This has been an extremely crazy week for the security community!
“The Heartbleed bug allows anyone on the Internet to read the memory of the systems protected by the vulnerable versions of the OpenSSL software. This compromises the secret keys used to identify the service providers and to encrypt the traffic, the names and passwords of the users and the actual content. This allows attackers to eavesdrop communications, steal data directly from the services and users and to impersonate services and users”

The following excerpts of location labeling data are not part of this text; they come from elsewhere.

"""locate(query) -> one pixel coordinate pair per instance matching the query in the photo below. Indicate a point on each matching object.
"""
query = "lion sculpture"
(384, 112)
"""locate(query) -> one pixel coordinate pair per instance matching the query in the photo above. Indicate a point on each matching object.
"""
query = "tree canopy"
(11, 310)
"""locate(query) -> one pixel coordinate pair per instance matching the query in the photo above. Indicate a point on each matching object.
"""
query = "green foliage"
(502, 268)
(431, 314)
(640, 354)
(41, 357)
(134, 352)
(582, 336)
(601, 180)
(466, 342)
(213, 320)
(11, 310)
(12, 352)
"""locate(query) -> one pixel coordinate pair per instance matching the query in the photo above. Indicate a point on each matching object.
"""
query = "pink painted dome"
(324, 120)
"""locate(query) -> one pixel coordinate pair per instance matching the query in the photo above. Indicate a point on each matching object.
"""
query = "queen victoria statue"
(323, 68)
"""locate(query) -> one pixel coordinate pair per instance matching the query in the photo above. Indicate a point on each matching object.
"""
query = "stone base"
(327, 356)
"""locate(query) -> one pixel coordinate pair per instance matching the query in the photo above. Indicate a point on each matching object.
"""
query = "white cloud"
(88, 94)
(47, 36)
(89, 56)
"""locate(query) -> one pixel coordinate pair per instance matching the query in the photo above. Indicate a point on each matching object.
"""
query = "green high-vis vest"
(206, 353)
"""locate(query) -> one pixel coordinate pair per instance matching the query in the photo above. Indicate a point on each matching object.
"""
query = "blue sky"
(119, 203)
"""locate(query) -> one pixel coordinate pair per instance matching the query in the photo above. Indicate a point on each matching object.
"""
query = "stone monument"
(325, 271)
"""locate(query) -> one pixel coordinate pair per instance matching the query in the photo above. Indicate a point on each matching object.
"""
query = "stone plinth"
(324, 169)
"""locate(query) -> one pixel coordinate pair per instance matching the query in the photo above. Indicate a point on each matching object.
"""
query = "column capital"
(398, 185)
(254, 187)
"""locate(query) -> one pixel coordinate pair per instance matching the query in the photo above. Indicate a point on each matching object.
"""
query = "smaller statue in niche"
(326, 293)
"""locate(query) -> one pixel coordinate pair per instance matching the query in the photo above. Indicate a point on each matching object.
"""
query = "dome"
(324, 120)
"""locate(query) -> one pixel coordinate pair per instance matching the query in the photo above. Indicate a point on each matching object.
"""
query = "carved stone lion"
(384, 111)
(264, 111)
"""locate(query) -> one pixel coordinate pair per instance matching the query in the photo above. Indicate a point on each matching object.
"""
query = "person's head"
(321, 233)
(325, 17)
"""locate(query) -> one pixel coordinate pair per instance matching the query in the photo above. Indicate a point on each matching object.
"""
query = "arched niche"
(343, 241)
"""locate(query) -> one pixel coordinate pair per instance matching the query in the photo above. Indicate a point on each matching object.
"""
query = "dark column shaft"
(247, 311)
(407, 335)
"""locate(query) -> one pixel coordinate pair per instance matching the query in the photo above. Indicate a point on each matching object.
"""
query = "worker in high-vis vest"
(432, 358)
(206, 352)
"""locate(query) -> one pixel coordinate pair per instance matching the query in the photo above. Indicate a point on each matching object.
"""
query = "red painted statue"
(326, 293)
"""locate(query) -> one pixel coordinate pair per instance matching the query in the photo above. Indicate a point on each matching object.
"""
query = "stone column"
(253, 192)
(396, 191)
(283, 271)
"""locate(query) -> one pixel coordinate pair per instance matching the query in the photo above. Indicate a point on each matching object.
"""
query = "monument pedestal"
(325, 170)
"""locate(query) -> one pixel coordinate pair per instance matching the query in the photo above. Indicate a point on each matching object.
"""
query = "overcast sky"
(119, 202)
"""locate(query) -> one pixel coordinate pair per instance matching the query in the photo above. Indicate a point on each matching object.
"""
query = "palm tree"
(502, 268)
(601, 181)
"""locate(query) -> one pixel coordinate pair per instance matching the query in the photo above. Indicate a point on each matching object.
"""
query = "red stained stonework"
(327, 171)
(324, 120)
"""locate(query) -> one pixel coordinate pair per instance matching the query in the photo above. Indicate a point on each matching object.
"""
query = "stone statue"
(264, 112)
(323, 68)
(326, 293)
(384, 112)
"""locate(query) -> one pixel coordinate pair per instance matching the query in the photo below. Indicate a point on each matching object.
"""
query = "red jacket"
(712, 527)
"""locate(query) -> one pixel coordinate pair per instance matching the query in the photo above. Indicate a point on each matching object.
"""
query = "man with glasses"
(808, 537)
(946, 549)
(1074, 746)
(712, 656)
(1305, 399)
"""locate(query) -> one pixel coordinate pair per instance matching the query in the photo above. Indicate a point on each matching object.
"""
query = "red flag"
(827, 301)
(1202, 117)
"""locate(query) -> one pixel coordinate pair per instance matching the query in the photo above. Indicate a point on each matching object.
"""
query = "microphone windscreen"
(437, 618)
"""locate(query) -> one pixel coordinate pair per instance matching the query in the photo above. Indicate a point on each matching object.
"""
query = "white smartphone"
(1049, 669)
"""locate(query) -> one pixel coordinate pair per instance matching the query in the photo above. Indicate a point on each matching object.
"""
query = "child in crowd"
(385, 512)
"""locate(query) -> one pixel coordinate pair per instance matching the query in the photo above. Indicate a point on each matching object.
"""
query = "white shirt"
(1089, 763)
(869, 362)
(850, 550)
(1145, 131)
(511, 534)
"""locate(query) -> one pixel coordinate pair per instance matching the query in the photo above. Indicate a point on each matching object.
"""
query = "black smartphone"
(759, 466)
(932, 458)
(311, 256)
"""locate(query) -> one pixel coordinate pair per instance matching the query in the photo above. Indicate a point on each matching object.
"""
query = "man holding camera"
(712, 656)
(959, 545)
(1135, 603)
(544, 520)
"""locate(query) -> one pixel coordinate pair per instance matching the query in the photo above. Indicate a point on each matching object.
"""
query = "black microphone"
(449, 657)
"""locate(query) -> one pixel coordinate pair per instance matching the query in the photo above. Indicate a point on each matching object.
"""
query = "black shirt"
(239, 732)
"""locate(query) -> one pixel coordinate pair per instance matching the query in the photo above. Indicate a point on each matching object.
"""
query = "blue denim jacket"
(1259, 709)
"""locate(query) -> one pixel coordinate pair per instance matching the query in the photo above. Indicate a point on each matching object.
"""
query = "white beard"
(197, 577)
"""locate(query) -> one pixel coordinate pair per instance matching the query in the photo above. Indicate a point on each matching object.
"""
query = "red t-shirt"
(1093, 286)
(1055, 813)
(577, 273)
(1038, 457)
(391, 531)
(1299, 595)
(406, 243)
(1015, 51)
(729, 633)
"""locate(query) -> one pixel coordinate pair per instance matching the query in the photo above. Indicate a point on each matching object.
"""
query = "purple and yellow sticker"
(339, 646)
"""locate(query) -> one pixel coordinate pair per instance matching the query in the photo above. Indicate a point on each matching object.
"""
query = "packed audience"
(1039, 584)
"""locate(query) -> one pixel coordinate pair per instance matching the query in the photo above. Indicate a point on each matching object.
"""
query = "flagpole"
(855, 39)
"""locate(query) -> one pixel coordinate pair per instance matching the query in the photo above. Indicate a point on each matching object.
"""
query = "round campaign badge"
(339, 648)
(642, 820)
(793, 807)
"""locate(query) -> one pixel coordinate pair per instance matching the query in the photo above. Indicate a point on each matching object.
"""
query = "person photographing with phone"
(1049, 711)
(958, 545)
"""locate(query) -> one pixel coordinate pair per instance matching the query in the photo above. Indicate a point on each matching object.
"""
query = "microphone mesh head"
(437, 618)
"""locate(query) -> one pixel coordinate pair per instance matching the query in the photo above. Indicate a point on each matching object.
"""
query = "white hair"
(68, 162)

OpenSSL published an advisory name Heartbleed classified as CVE-2014-0160 which was discovered by Neel Mehta and Codenomicon. An estimate of 500k widely trusted websites were (some still are) impacted. Bruce Scheneier expressed his opinion as being a catastrophic bug. SANS has raised its INFOCON threat level to yellow and made 2 great webcasts briefings here and here. Plus it maintains a list of vendors and its respective patches. If you want to know how to find if your website or appliance is vulnerable Jared Stafford created a PoC named ssltest.py. Several sites are providing a way to test it including Qualys and a site created by Filippo Valsorda here. Brian Krebs and Ed Felten provide great overview on what to do to mitigate it. Sean Cassidy wrote great technical details here. Bitcoin core software was updated. Tomas Rzepka (@1njected) accomplished to retrieve the private keys from a FreeBSD 10 system. Mark Loman showed how Yahoo was affected. Matthew Sullivan showed how the leak data could be used to hijack web session and more examples here and here. A scanner was quickly incorporated into Metasploit. Many other resources here. Cloudfare made a challenge in case you want to try it out and get their private keys. Finally, you might want to consider changing your passwords in case you have an account in the following sites.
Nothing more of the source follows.